Ask: Can anyone tell us about a ballet? (Accept any answer that includes the idea of dance and music.) What would you need to change a story in a book into a ballet? (music, dancers, costumes, scenery, musicians, someone [choreographer] to make up the steps for the ballet, someone to teach the steps to the dancers) What other kind of music have we heard that tells a story? The children may mention The Sorcerer's Apprentice and/or Peter and the Wolf, in which the instruments carry the narrative. They also heard at least some of Humperdinck's opera Hansel and Gretel as part of last month's literature sequence. Remind the children that in opera the story is told in acting, speaking, and singing by the actors. In ballet, the story is told in the movements of the dancers. This means that when the composer writes the music, it must be above all dancing music.

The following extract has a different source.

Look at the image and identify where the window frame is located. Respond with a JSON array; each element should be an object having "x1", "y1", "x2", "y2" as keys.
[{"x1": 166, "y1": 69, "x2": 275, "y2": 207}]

You may want to tell the children to listen for a special instrument Tchaikovsky used in "The Dance of the Sugar Plum Fairy" that sounds like tinkly bells and fairies. It is called a celesta, looks like a small piano, but is really made with hammers that strike metal bars. (Most children will have had the opportunity to try a glockenspiel or xylophone which are simpler instruments that produce the same kind of sound.)

Say: These instruments are part of a family of instruments called percussion, which means their sounds are produced by hitting with hammers of different sizes and materials--some soft and some hard. Remind the children that they heard some of these instruments in Peter and the Wolf.

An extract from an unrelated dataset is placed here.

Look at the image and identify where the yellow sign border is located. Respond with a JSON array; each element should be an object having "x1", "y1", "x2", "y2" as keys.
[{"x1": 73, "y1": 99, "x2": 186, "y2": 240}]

They will probably recognize the music of the "Russian Dance," which gets faster and faster as it goes along, then very suddenly stops. Have them notice how different the sound and steady rhythm of the "Chinese Dance."

Tell them about the characteristic 3/4 rhythm of a waltz, and demonstrate a simple waltz movement for them to remind them of the rhythmic pattern they have heard in other music this year ("Take Me Out to the Ball Game" and "Jesu, Joy of Man's Desiring"). Show them a picture of a harp, tell them it is a member of the string family that is plucked rather than bowed, and say: You will know when the "Waltz of the Flowers" comes, because you will hear the harp introduce the waltz all by itself, playing a solo.

If you do not have access to a video, play the music for the children, reminding them to listen for the parts and instruments you have just told them about. Naturally, the video adds the important visual component of the ballet, which adds to the experience of this music and makes the story much clearer. If there is enough space, invite the children to waltz when they hear the "Waltz of the Flowers" so they have some idea of how the movements are propelled by the flow of the music.